Tout a commencé à l’occasion d’une banale soirée télé : le 27 mars dernier, aux alentours de 23h00, confortablement allongé sur un canapé-lit dans la banlieue de Toulouse, je quitte France 2 sans raison particulière pour rejoindre France 3. Là, à l’écran, de drôles d’images captent immédiatement l’attention : une enfant, filmée de dos et la tête enfouie sous un grand bonnet noir, réalise au feutre des dessins sanguinolents d’une puissance inquiétante. Sur le papier, des gens se font distinctement torturer par d’étranges personnages habillés de grandes tuniques. On croirait des esquisses de gamins traumatisés par la guerre. A cette différence près que celle qui dessine n’est pas tchétchène ou bosniaque, mais française. Devant nos yeux incrédules, la jeune fille évoque les violences que lui faisait subir son père : « Y avait un endroit, à Paris, dont c’était lui le chef et il disait qu’il était un grand mage et qu’il s’appelait Boucnobour. Dans cet endroit, ils avaient de grandes robes blanches avec des bords dorés… Puis ils faisaient des prières, ils violaient des enfants, ils leur faisaient peur. Et puis y avait plusieurs autres gens aussi qui nous violaient. Ils nous endormaient avec des espèces de bouillies, puis ils nous attachaient aussi sur des tables et puis ils nous frappaient et ils nous mettaient des aiguilles auprès des yeux pour nous faire croire qu’ils voulaient nous crever les yeux. »

> Messes noires
A peine le temps de se demander si c’est une blague ou une hallucination, que l’on se retrouve devant les images d’un autre enfant qui sanglote en racontant la même histoire.
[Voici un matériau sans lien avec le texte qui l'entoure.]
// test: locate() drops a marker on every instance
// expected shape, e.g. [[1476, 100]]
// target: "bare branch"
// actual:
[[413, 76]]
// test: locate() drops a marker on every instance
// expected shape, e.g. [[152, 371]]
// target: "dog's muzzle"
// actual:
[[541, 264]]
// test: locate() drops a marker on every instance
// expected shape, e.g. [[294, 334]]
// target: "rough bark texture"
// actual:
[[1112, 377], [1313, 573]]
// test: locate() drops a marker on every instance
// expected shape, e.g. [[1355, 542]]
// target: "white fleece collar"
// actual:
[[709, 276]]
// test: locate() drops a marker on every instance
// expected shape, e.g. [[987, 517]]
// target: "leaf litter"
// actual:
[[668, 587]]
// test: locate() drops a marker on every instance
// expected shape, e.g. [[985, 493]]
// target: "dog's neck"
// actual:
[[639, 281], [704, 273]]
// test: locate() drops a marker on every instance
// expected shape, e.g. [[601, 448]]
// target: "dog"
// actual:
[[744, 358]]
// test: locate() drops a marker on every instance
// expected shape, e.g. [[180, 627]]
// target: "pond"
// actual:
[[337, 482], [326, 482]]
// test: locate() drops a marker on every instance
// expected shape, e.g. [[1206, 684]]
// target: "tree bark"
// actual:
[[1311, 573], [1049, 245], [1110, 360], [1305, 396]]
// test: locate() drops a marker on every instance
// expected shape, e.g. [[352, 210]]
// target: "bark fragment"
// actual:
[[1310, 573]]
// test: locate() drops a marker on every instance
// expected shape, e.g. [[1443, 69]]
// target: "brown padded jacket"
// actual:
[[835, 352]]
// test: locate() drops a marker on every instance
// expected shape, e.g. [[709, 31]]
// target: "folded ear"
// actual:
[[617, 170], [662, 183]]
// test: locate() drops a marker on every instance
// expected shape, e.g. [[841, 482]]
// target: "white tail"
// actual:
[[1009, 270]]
Le récit de ces frère et sœur est si insoutenable que certains téléspectateurs éteindront leur poste. D’autres iront vomir. En plus des viols, Pierre et Marie (1) expliquent que leur père les contraignait à assister à des décapitations. Avec un trouble manifeste, ils évoquent des « têtes d’enfants brûlant au bout de piques », des « boyaux » sur des tables et des « mains découpées » conservées dans des « bocaux ». Pour parachever cet atroce récit, ils dessinent un plan minutieux de l’endroit où avait lieu ces étranges messes noires : une résidence luxueuse en région parisienne avec un jardin et des sous-sols labyrinthiques. Pierre et Marie ont-ils trop lu Tintin et le Lotus bleu, comme le laisse entendre leur supposé bourreau ? Tous les experts (médecins, psychiatres, sociologues) qui interviennent dans le documentaire affirment que non : l’histoire que racontent ces enfants avec un luxe de détails est tout à fait crédible. De plus, certains faits curieux viennent accréditer leurs dires, comme ces écoutes téléphoniques réalisées par la police et que la journaliste a réussi à se procurer. On y entend leur père dialoguer avec une amie. L’amie : « Je sais pas si tu es au courant, il y a des sectes très connues qui préconisent justement des choses où les limites deviennent un peu plus floues au niveau de ce qu’il est possible de faire avec son enfant. » Le père : « Ben oui, je sais ! Attends, j’en sais quelque chose… Oui, oui, je sais tout ça ! »
Malgré tous ces éléments convergents, à l’issue d’une instruction au cours de laquelle l’avis des experts comme la parole des enfants ne sera jamais pris en compte, la justice prononce un non-lieu et autorise le père à revoir Pierre et Marie. Démontant un à un les dysfonctionnements et les manquements policiers et judiciaires, la journaliste de France 3 clôt son documentaire en évoquant l’histoire de Sylvie, une petite fille aujourd’hui âgée de 6 ans qui dit avoir subi les mêmes traitements que les deux autres enfants. Sur un jeu de photos, Sylvie reconnaît l’abuseur de Pierre et Marie qui, de leurs côtés, reconnaissent l’abuseur de Sylvie. Ainsi s’achève Paroles d’enfants, un travail digne et rare à la télévision, une contre-enquête exemplaire qui nous laisse commotionnés, avec un profond sentiment de défiance à l’égard de la justice française.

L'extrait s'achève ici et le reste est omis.